After the West falls, The Romans start instituting a system like the Janissaries - when they reconquer territory they take the some of children of non-Greeks (perhaps Zeno, perhaps Nepos could do this), but are allowed to retire and have children.
The Janissary system compliments the Legions and themes and creates a larger army for the Romans, whilst reducing the non-Greek population, whilst the Greek-speaking descendents of the Janissaries settle the lands emptied by the locals.
The system can be tweaked, where the choice is that a member of the family joins the theme system (typically the father, perhaps a proxy), or they enter a lottery for their child to be taken, whilst the father will be Greek-speaking, their families will likely not be, but with resettlement the families might find the Greek Lingua-Franca quite a valuable tongue to learn, and the father teaches his children when he comes back from war.

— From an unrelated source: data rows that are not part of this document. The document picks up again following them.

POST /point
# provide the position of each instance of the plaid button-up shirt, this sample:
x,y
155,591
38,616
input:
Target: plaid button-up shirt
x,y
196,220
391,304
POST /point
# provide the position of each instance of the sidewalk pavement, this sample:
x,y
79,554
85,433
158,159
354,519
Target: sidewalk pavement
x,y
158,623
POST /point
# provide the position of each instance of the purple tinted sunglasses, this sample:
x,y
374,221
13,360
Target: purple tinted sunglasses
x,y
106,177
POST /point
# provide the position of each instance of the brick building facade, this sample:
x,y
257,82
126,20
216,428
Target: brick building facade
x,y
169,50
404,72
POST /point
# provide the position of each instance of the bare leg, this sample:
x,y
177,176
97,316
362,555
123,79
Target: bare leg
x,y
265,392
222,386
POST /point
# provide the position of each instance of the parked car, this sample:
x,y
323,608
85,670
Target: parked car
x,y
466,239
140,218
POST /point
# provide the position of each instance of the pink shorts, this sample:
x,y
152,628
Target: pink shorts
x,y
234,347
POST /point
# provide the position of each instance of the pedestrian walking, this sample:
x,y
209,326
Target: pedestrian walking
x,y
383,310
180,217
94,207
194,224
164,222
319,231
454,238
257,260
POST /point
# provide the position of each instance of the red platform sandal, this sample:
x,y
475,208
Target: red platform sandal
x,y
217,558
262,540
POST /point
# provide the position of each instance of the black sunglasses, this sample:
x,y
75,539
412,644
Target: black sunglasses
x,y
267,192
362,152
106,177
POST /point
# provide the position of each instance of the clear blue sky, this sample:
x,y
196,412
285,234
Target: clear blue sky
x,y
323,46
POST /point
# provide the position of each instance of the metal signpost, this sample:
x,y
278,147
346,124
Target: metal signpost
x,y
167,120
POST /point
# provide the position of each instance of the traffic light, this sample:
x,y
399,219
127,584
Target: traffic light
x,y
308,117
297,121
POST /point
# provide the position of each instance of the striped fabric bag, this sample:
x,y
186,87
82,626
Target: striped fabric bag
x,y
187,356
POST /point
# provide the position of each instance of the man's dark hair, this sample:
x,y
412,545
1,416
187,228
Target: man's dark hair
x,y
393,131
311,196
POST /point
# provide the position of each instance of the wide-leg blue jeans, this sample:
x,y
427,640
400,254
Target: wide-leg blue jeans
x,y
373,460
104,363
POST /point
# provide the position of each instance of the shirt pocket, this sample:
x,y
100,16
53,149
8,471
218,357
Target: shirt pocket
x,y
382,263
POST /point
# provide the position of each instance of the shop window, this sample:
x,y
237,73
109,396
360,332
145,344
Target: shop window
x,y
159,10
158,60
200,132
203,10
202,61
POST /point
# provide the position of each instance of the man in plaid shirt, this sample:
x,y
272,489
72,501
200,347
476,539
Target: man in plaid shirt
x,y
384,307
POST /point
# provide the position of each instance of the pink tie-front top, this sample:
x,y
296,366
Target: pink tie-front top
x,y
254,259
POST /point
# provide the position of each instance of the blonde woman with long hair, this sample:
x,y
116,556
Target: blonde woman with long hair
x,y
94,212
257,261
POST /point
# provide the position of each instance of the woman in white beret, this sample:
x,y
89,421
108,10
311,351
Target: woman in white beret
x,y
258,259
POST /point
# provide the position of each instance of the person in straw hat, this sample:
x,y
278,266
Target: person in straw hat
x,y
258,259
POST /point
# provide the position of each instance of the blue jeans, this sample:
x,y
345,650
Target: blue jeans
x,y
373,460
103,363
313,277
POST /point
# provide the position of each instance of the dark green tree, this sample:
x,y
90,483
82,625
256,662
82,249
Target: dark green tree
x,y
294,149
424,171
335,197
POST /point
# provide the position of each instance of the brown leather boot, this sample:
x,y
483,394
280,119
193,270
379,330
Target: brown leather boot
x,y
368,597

The larger manpower pool created by both turning Slav into Greek, and any captive children into Greeks helps strengthen the Empire and makes it persist, and creating the incentive to expand northwards because the East is lost (for now), say an alt-Seljuk power is strong, no point invading the strong when you can expand in the weaker areas. Dacia and Pannonia are invaded in a number of campaigns, and forcibly settled by Greeks (probably Janissary retirees, and thematic troops), with the original population scattered throughout the Empire each time.
The more European Byzantine Empire may collapse at some point, maybe it doesn't - but they've carved the entirety of the Danube valley after an institutional system of kidnapping, brainwashing, re-educating and culturally assimilating children and fathers, and redistributing the captives families.
You know, what the Romans used to always do. Plus, you have the bonus that Anatolia might speak Greek as well.